首发症状为反复喘息发作的原发性纤毛运动障碍2例并文献复习

2021-06-23 06:43张玉玲荣杰鑫郝晓飞李瑞君
儿科药学杂志 2021年6期
关键词:电镜纤毛微管

张玉玲,荣杰鑫,郝晓飞,李瑞君

(内蒙古自治区儿童医院,内蒙古自治区妇幼保健院,内蒙古呼和浩特 010020)

原发性纤毛运动障碍(primary ciliary dyskinesia,PCD)是由于纤毛超微结构、功能异常,导致纤毛运动、清除功能异常及在胚胎发育期可能发生的器官偏侧性改变,生后逐渐出现含纤毛组织功能障碍的一组常染色体隐性遗传病,包括Kartagener综合征、纤毛不动综合征、纤毛运动方向缺陷,是儿童反复呼吸道感染的病因之一[1-2]。

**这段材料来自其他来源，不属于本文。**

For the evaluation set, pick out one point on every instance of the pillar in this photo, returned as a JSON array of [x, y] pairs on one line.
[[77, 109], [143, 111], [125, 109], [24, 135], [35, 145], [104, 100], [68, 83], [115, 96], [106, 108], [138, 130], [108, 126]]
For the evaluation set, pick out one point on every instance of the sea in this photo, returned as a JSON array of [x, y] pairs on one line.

现通过分析我院儿内科诊断的2例原发性纤毛运动障碍患儿的临床资料及最新文献复习,以提高儿科医师对PCD的认识。

1 一般资料

患儿1,女,12岁,于2018年2月主因“咳嗽1个月,加重伴喘息1周”就诊于内蒙古妇幼保健院,患儿为第1胎第1产,足月顺产,出生体质量3 kg,生时无窒息,发育正常,患儿2~3岁有湿疹史,2014年11月吸入粉尘后喘息,住院治疗好转后出院,后在当地一家三级甲等医院诊断“哮喘”并按医嘱治疗,患儿近4年每年均有3~4次咳嗽、咳喘发作,每次均需抗感染治疗后可缓解。生长发育史正常,家族及本人无明确过敏史。入院查体:体温36. 5 ℃,脉搏144次/分,呼吸35次/分,血压105/87 mm Hg,口周鼻根部无发绀(吸氧下),唇红,咽充血,呼吸促,三凹征(+),双肺呼吸音粗,满布喘鸣音、水泡音。辅助检查:胸部CT示两肺炎症,右肺中叶内侧段部分实变,两肺下叶及右肺中叶小气道病变不除外,见图1。鼻窦CT示副鼻窦炎,左侧上颌窦囊肿。气管镜检查:气管、支气管内膜炎症,两下肺较多分泌物。呼出气一氧化氮(FeNO)(鼻、口腔)24 bbp。电镜下活检:送检组织黏膜覆单层柱状上皮,基底膜局灶裸露,部分区域被覆不完整假复层纤毛柱状上皮,排列紊乱、稀疏,横断面微管呈9+2,部分纤毛见空泡状突起及二联体及三联体纤毛,见图2。基因检测发现1个突变点,未明确基因表型关系。患者诊断为PCD、肺部感染,予以抗感染、祛痰等治疗后好转出院。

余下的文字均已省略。